By tdh on Apr 04, 2007
Well, I finally putback the In-Kernel Sharetab (iks) bits. They will show up in build 62.
I was really impressed by the QA effort undertaken by Helen Chao and John Cui. They added a couple of weeks worth of work by shaking out some really nasty corner cases. And I liked that I when they asked how something should behave, they understood my answer of, "I don't know, you tell me."
What I meant of course was go get Solaris 10 bits and tell me how the sharetab implementation currently worked. And then tell me how my new code differed from the old code. And finally, create a test case such that we never have a regression creep in. I've been involved with other QA engineers who couldn't do this part of the job - they didn't understand that QA wasn't just in testing what a developer had changed, but to also understand how customers use our product and be their advocate to development.
It is real easy to chug away at code and find panics. It is much harder to find behavioral changes. That requires you to understand the baseline cases.

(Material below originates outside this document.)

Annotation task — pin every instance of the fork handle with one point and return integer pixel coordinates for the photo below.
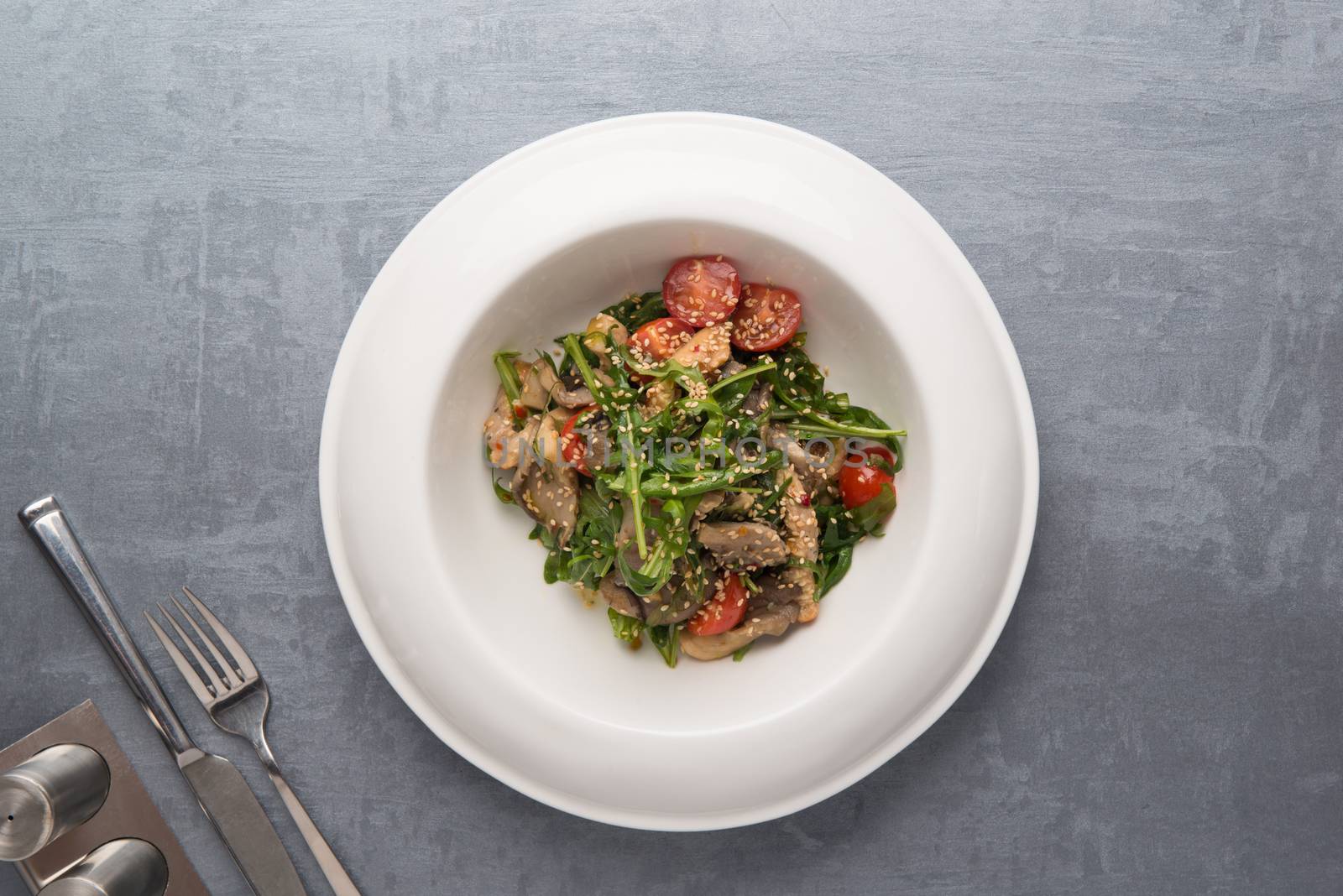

I also had to battle my way past my CRT advocate - Spencer Shepler. There were several panics on test systems the two weeks before I could formally ask to putback. In one case, I was able to show that the panic occurred in code that did not have any iks changes. That one cost me a week of time. But more frustrating was the second panic, a memory exhaustion. We had two cores - one after the iks code had been run and one before the iks code had started to run. They had the same signatures in the cores. I argued that since one occurred before the iks code had been loaded, the problem wasn't with that code. Oh, and this only happened on one machine in the whole company.
I would say I know it isn't the iks code, but I can't formally prove it. I lost an other week with this issue. I learned a lot about looking at core files. One of the other key ways Helen was able to help me out was she realized a testing statement she made was incorrect. That had us looking down the wrong area of code. She also thought of a really sweet way to help isolate whether the problem was in the iks code or already present in the kernel. At all times, I felt she was fully engaged in understanding the problem and finding the root cause. I've had many QA engineers who felt once they filed a bug report, they could go to the next problem.

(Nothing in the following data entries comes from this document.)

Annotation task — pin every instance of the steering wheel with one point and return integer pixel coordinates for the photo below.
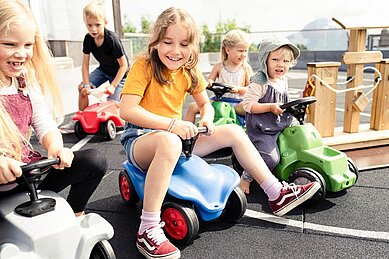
(298, 107)
(188, 144)
(32, 172)
(34, 168)
(219, 89)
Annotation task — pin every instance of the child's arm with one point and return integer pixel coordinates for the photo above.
(123, 66)
(214, 74)
(9, 169)
(85, 69)
(53, 143)
(251, 104)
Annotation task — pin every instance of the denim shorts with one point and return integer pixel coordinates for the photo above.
(130, 135)
(98, 77)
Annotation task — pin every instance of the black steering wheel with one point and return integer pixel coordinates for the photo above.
(188, 144)
(298, 107)
(32, 173)
(35, 168)
(219, 89)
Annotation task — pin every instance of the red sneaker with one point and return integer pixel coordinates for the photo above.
(154, 244)
(293, 195)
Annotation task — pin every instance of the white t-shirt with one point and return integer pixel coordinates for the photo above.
(42, 120)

And then Bill Baker had to ruin it all by identifying a matching ZFS bug and finding the signature in the cores we had our hands on. Bill is a another developer (and much more), who took his own time to comb through the core to help identify whether it was iks or something else. He knew how frustrated I was and was able to correlate another bug report which was in his inbox to what I was seeing. A quick deployment of that fix and we were able to show that it fixed the issue we were hitting.

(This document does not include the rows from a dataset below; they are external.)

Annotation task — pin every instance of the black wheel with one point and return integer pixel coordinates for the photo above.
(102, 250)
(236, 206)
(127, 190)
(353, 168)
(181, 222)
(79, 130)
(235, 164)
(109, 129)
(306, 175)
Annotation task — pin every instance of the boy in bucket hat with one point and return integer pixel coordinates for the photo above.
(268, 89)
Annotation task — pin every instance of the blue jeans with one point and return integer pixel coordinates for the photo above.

The point of all of this is that Sun is deadly serious about the quality of its kernel. I don't think that everyone gets that when they look at OpenSolaris and compare development models with the way Linux proceeds. Sun kernel engineers (developers and QA) do not want to release control of the quality of the code. They take pride not only in their work, but in the processes which protect their investments.
This serious commitment to quality was what brought me to Sun. That and the chance to help develop OpenSolaris.